There are many different festivals in Tourtour and you can find out about all of them at the Office de Tourisme, including the la Fête de l’oeuf à Pâques (Egg Festival) held over the Easter weekend. With its creatively decorated eggs and displays all around the village, it looks like it would be something amazing to be a part of. I would bet the Christmas Market and Pastoral is equally festive and beautiful. There’s a village festival the first weekend in August where pétanque competitions are held, along with Provençal dancing, exhibitions, and general village fun—like one big block party. The Jeu de Boules is quite a large area, and I wouldn’t be surprised if you could view a game sometime during your visit.
Of course, there are village markets, held on Wednesday and Saturday, not to mention book and cultural tours, and many architectural and historical sites to see, including l’Église Saint-Denis, dating back to the 11th century, and two castles with amazing towers. Le lavoir, a long outdoor basin for washing things, is still used by the community. The Provençal Abbey, built in the Romanesque style, was founded by the Cistercian monks in 1146. It sits in the heart of the oak forest. The acoustics are perfect and the light dances among the geometric architecture.
The natural beauty of the area provides a compelling reason to get outside and explore. It is perfect for hiking or horse rides and even donkeys could accompany you as you make your way through the terrain—a visit to the tourist office will provide any necessary details needed for arrangement.
In the Fossil Museum, most of the specimens, many from the Cretaceous Period, have been found locally, providing an interesting examination of the region’s natural history.
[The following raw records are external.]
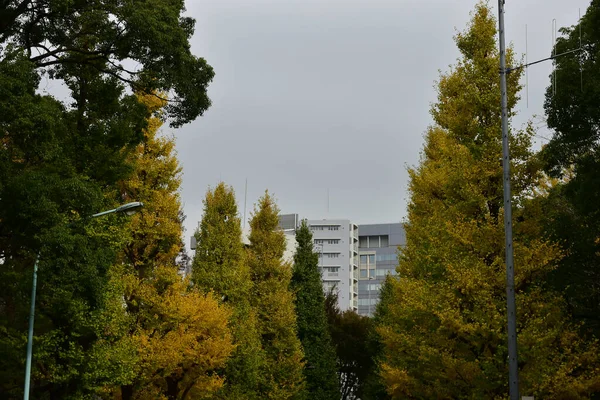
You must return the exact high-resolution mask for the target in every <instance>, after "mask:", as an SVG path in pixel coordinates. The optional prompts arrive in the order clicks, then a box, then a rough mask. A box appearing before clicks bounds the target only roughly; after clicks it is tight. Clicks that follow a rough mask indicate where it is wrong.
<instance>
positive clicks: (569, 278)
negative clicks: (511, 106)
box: [542, 0, 600, 337]
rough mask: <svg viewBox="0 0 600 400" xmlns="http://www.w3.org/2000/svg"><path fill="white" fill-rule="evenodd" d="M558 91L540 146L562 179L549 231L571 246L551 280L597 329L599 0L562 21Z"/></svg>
mask: <svg viewBox="0 0 600 400" xmlns="http://www.w3.org/2000/svg"><path fill="white" fill-rule="evenodd" d="M580 32H581V45H582V51H580V52H576V53H574V54H570V55H568V56H564V57H560V58H558V59H556V61H555V62H556V87H557V89H556V93H554V91H553V90H552V86H550V87H549V88H548V90H547V93H546V103H545V109H546V115H547V117H548V126H549V127H550V129H552V130H553V131H554V133H553V136H552V139H551V140H550V142H549V143H548V145H547V146H545V148H544V150H543V153H542V154H543V156H544V160H545V161H546V169H547V171H548V172H549V173H550V174H551V175H552V176H554V177H562V178H563V179H562V182H561V183H560V184H558V185H557V186H556V187H555V188H553V190H552V191H551V194H550V196H549V199H548V204H547V205H546V210H545V211H546V212H545V215H546V216H547V217H548V218H547V219H548V227H549V231H550V232H551V233H552V237H553V238H554V239H556V240H558V241H560V242H561V243H563V244H564V246H565V248H566V250H567V251H566V254H565V257H564V258H563V260H562V261H561V263H560V265H559V268H558V269H557V270H556V271H555V272H554V273H553V275H552V280H551V282H552V283H553V285H554V287H555V288H558V289H560V290H563V291H564V292H565V294H566V299H567V301H568V305H569V309H570V311H571V313H572V315H573V316H574V318H576V319H577V320H579V321H582V322H584V323H585V325H586V327H589V328H592V329H593V332H594V333H595V334H596V336H597V337H600V285H599V282H600V206H599V205H600V174H598V171H600V147H599V143H600V112H598V110H599V109H600V1H598V0H594V1H592V2H591V4H590V6H589V8H588V10H587V12H586V13H585V15H584V16H583V18H582V19H581V22H580V24H579V25H576V26H573V27H570V28H564V29H561V33H562V35H563V36H562V37H560V38H559V39H558V41H557V44H556V52H557V53H562V52H565V51H569V50H573V49H576V48H578V47H579V44H580Z"/></svg>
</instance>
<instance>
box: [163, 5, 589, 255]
mask: <svg viewBox="0 0 600 400" xmlns="http://www.w3.org/2000/svg"><path fill="white" fill-rule="evenodd" d="M186 3H187V13H188V15H191V16H192V17H194V18H195V19H196V22H197V23H196V33H195V35H194V37H193V39H192V50H193V52H194V53H195V54H196V55H199V56H202V57H204V58H206V59H207V61H208V62H209V63H210V64H211V65H212V66H213V67H214V69H215V72H216V76H215V79H214V82H213V83H212V85H211V86H210V90H209V93H210V97H211V99H212V101H213V105H212V107H211V108H210V109H209V110H208V112H207V113H206V114H205V115H204V116H203V117H201V118H199V119H197V120H196V121H195V122H194V123H192V124H189V125H187V126H185V127H183V128H181V129H178V130H176V131H175V132H174V133H175V136H176V138H177V150H178V155H179V159H180V161H181V164H182V166H183V169H184V175H183V190H182V198H183V202H184V211H185V214H186V215H187V221H186V224H185V226H186V228H187V232H186V242H187V243H189V236H190V235H191V234H192V233H193V231H194V230H195V227H196V225H197V222H198V220H200V218H201V216H202V199H203V198H204V195H205V193H206V190H207V188H208V187H209V186H210V185H212V186H214V185H215V184H216V183H217V182H219V180H223V181H224V182H226V183H227V184H229V185H232V186H233V187H234V189H235V190H236V194H237V198H238V204H239V206H240V213H243V206H244V204H243V203H244V184H245V180H246V179H248V214H249V213H250V210H251V209H252V206H253V204H254V202H255V201H256V200H257V199H258V197H259V196H260V195H261V194H262V193H263V192H264V190H265V189H269V191H271V192H272V193H274V194H275V196H276V198H277V199H278V204H279V206H280V208H281V210H282V212H284V213H298V214H300V216H301V217H306V218H311V219H320V218H327V217H330V218H348V219H351V220H353V221H354V222H356V223H359V224H360V223H378V222H398V221H401V220H402V219H403V218H404V217H405V216H406V203H407V197H408V194H407V191H406V190H407V183H408V177H407V173H406V166H407V165H415V164H416V163H417V162H418V158H419V151H420V149H421V147H422V145H423V132H424V131H425V130H426V128H427V126H428V125H429V124H430V123H431V117H430V115H429V107H430V104H431V102H433V101H435V99H436V93H435V88H434V85H435V81H436V79H437V78H438V76H439V73H438V70H443V71H447V70H448V66H449V65H450V64H454V62H455V60H456V58H457V57H458V51H457V49H456V46H455V45H454V42H453V35H454V34H455V32H456V29H459V30H463V29H464V28H465V26H466V23H467V22H468V20H469V12H470V11H471V10H472V9H473V8H474V5H475V4H476V1H475V0H460V1H458V0H454V1H452V0H394V1H390V0H320V1H317V0H302V1H301V0H188V1H187V2H186ZM490 4H491V5H492V6H493V10H494V12H495V13H497V2H496V1H492V2H491V3H490ZM588 5H589V0H570V1H564V0H518V1H517V0H507V1H506V14H505V19H506V24H507V32H506V35H507V40H508V41H509V42H512V43H513V44H514V46H515V48H516V50H517V52H519V53H524V52H525V25H526V24H527V26H528V49H529V56H528V57H529V61H533V60H535V59H539V58H544V57H547V56H548V55H549V54H550V50H551V45H552V19H553V18H556V20H557V24H558V26H559V27H560V26H567V25H572V24H574V23H576V22H577V19H578V8H581V13H582V14H583V13H584V12H585V9H586V8H587V6H588ZM550 71H551V63H549V62H546V63H544V64H542V65H538V66H535V67H532V68H530V69H529V107H526V104H525V95H524V94H525V93H523V100H522V101H521V103H520V105H519V109H520V111H521V115H520V116H519V117H518V119H517V121H516V122H517V123H518V124H521V123H523V122H524V121H526V120H527V119H528V118H532V117H533V116H534V115H536V114H537V115H538V116H543V108H542V104H543V96H544V92H545V88H546V86H547V85H548V82H549V80H548V75H549V73H550ZM558 90H560V88H558ZM542 127H543V126H542ZM540 135H541V136H547V135H548V133H547V132H546V131H545V130H540ZM328 191H329V212H328V207H327V197H328V196H327V193H328Z"/></svg>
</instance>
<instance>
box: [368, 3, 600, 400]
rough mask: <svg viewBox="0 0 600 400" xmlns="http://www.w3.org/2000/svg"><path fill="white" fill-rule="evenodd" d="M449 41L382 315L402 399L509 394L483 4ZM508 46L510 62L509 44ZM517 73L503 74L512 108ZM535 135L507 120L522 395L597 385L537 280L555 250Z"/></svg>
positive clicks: (577, 341)
mask: <svg viewBox="0 0 600 400" xmlns="http://www.w3.org/2000/svg"><path fill="white" fill-rule="evenodd" d="M455 41H456V44H457V46H458V49H459V51H460V54H461V57H460V58H459V60H458V62H457V64H456V65H455V66H454V67H453V68H452V69H451V70H450V72H449V73H447V74H443V75H442V76H441V77H440V80H439V83H438V101H437V103H435V104H434V105H433V106H432V110H431V113H432V115H433V118H434V124H433V125H432V126H431V127H430V128H429V129H428V130H427V133H426V135H425V146H424V149H423V152H422V156H421V161H420V164H419V166H418V167H416V168H413V169H410V170H409V174H410V187H409V190H410V203H409V208H408V223H407V224H406V234H407V243H406V246H405V247H404V248H403V249H402V250H401V257H400V263H399V267H398V272H399V275H400V279H399V280H393V281H391V292H392V293H391V296H392V298H393V301H388V302H386V310H385V315H384V316H382V317H381V319H380V320H379V321H378V324H379V326H378V333H379V336H380V338H381V340H382V342H383V345H384V354H383V358H382V360H381V365H380V371H381V378H382V380H383V382H384V383H385V386H386V389H387V391H388V393H389V394H390V395H391V397H392V398H397V399H400V398H422V399H424V398H438V399H451V398H452V399H467V398H468V399H472V398H486V399H503V398H506V397H507V394H508V367H507V345H506V342H507V340H506V312H505V310H506V297H505V296H506V286H505V267H504V229H503V213H504V210H503V201H502V165H501V159H500V156H501V154H502V152H501V148H502V143H501V133H500V132H501V130H500V88H499V83H500V80H499V76H498V66H499V62H498V51H497V45H496V23H495V20H494V18H493V16H492V14H491V10H490V9H489V8H488V6H487V5H486V4H485V3H479V4H478V5H477V6H476V8H475V11H474V12H473V14H472V19H471V22H470V24H469V26H468V27H467V29H466V30H465V31H464V32H460V33H458V34H457V35H456V37H455ZM507 56H508V57H507V58H508V64H509V65H511V64H512V65H514V63H515V61H516V60H515V56H514V53H513V52H512V50H509V51H508V54H507ZM519 78H520V74H519V72H518V71H515V72H513V73H511V74H510V75H509V78H508V88H509V90H508V105H509V109H513V107H514V106H515V104H516V102H517V100H518V91H519V89H520V86H519ZM511 115H514V113H511ZM532 135H533V130H532V129H531V127H526V128H525V129H523V130H515V129H512V136H511V143H510V144H511V155H512V160H511V168H512V171H513V180H512V183H513V194H514V199H515V201H514V221H515V224H514V235H515V240H514V252H515V271H516V278H515V285H516V292H517V318H518V344H519V372H520V387H521V394H523V395H535V396H536V398H537V397H539V398H544V399H578V398H588V397H589V396H590V395H591V393H593V392H594V391H598V390H600V370H599V365H600V364H599V357H598V348H597V346H596V344H595V343H591V342H588V343H584V342H583V341H582V339H580V338H579V337H578V335H577V332H576V327H574V326H573V325H572V324H571V323H570V322H569V321H568V318H567V317H566V314H565V312H564V310H563V308H564V304H563V301H562V299H561V297H560V296H559V295H558V294H557V293H554V292H552V291H550V290H548V289H547V288H546V287H545V286H544V282H543V278H544V277H545V276H546V274H547V273H548V272H550V271H551V270H552V269H553V268H555V267H556V264H557V262H558V260H559V259H560V258H561V256H562V254H561V249H560V248H559V246H558V245H557V244H555V243H552V242H549V241H547V240H545V239H544V235H543V230H542V226H541V222H540V221H541V218H540V215H539V213H540V212H539V209H540V208H539V206H538V204H537V203H538V201H537V199H536V198H535V197H534V193H535V192H536V188H537V187H538V185H539V184H540V181H541V179H542V174H541V172H540V164H539V162H538V161H537V157H536V156H535V154H533V153H532V151H531V150H530V145H531V139H532Z"/></svg>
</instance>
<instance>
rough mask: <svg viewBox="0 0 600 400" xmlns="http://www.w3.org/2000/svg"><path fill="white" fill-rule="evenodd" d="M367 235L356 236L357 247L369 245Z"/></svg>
mask: <svg viewBox="0 0 600 400" xmlns="http://www.w3.org/2000/svg"><path fill="white" fill-rule="evenodd" d="M367 238H368V236H359V237H358V247H363V248H364V247H369V240H368V239H367Z"/></svg>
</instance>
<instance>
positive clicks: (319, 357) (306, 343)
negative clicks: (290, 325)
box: [291, 221, 340, 400]
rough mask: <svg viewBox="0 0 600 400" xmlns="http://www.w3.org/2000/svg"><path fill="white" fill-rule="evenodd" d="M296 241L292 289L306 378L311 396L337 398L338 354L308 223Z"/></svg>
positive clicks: (307, 386)
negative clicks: (303, 354) (304, 360)
mask: <svg viewBox="0 0 600 400" xmlns="http://www.w3.org/2000/svg"><path fill="white" fill-rule="evenodd" d="M296 242H297V247H296V253H295V254H294V270H293V274H292V282H291V288H292V290H293V291H294V293H295V295H296V301H295V306H296V315H297V317H298V337H299V338H300V342H301V343H302V347H303V349H304V357H305V360H306V364H305V365H304V377H305V378H306V388H307V391H308V397H309V398H310V399H315V400H326V399H335V398H337V397H338V396H339V393H340V389H339V384H338V379H337V374H336V354H335V348H334V347H333V345H332V342H331V336H330V334H329V329H328V326H327V316H326V314H325V295H324V293H323V285H322V283H321V273H320V272H319V255H318V254H317V253H315V251H314V244H313V236H312V233H311V232H310V229H309V228H308V225H307V224H306V221H302V224H301V225H300V227H299V228H298V229H297V230H296Z"/></svg>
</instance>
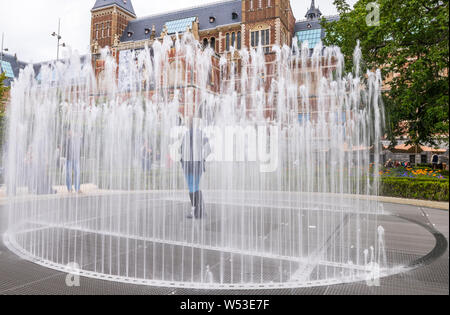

Sadly, the two original elms planted in 1638, called Les Ormes de Sully, disappeared in 1990. They were replaced by plane trees. The story of the Duke of Sully and his trees is something you may want to look into. As with many historical facts, there’s some controversy whether or not the two original elms in Tourtour can be attributed to Sully and his project.
Tourtour provides many lodging options to rest your head after days filled with an abundance of natural and manmade wonders. There are gites, hotels, holiday rentals, and bed and breakfasts to choose from. My first visit in 1999 was simply a day trip on the way to other sites. However, in 2013 I stayed at the La Bastide de Tourtour-Hôtel and Spa—a beautiful hotel in the middle of nine acres of pine woodland. At an altitude of 635 meters, there are 180 kilometer’s of panoramic views of three departments, Alpes Maritimes, the Var, and Bouches du Rhône, from the hotel.
Featured in the 1973 movie Day of the Jackal, the hotel looks the same as it did then. What makes the location so perfect is that there is a paved walkway from the hotel to the village—an easy stroll before dinner for an aperitif or lunch at an outdoor cafe or restaurant. I would say that a stay there for a few days would be a pleasure, allowing you to explore the town, have a swim, or a day at the spa at your leisure. Available to the guests are a tennis court, hot tub, sauna, and hammam. They will accommodate guest requests and recommend activities such as hiking trails and local wineries. The hotel restaurant serves regional cuisine, but there is, of course, a variety of restaurants in the village. Start your day with breakfast in your room or on the beautiful terrace.
Park your car, relax, and enjoy le Village dans le ciel de Provence!